Zone’s blockchain network makes every financial institution a node that can connect to any other node and exchange financial messages without an intermediary, allowing transactions between nodes to be verified immediately and stored as immutable records on a shared ledger. The company is also expanding the use cases for its blockchain network by connecting fintechs directly to banks as well as other fintechs. This will allow fintechs to process point-of-sale (POS) transactions faster and more reliably—crucial drivers for scaling POS transactions.

“The reliability goes up significantly because we don’t have any scenario where they have to rely on a middle intermediary and the fintech has control over their switch because it’s sitting in their environment on their servers or the cloud,” Obi Emetarom, Zone’s CEO, told TechCrunch.

Challenges of blockchain-based payment systems

Blockchain-based payment systems are not without fault. There are a myriad of challenges that can serve as roadblocks for blockchain-based payment systems, but the biggest challenges remain the scalability of infrastructure and regulatory approval.

Scalable infrastructure is required if blockchain-based payments are to have any chance of replacing traditional payments. The vast scale of global finance mandates a system that can process trillions of transactions, something that almost all blockchains have yet to achieve. Verifying and recording every transaction on a shared ledger can be computationally expensive, and this can limit the number of transactions a blockchain network can handle per second, making it difficult to scale to meet the demands of a global payment system. For instance, the JPM coin processes only $1 billion daily, which pales in comparison to JP Morgan’s daily transaction capacity of $10 trillion.
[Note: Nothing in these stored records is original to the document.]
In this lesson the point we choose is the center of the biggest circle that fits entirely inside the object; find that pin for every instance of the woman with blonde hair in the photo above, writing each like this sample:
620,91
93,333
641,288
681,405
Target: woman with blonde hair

Another challenge is regulatory approval and uncertainty. The global regulatory landscape surrounding blockchain is still evolving, and not all countries are receptive to blockchain-based payment systems. The lack of harmonisation across jurisdictions regarding legal frameworks for blockchain also creates uncertainty in determining applicable regulations and compliance requirements. These regulatory challenges also limit the adoption and scale of blockchain-powered payments.


Blockchain technology has the power to revolutionise how banks move money around. The outdated approach of relying on intermediaries to process payments increases the risk of failed transactions and introduces operational friction, both of which have crippled the Nigerian payment system on several occasions.

The success of JPM Coin and Zone’s ATM processing are testaments to how much innovation the application of blockchain technology can bring to traditional banking. The Central Bank of Nigeria also seems to believe that blockchain can inspire the next wave of improvement, given that it granted Zone a license to process payments with its blockchain-powered infrastructure and established the eNaira, a central bank digital currency, as legal tender.

The implementation of blockchain in traditional banking has the potential to address several existing issues simultaneously and holds immense promise for preventing many others.


Adeyemo is a financial analyst from Lagos.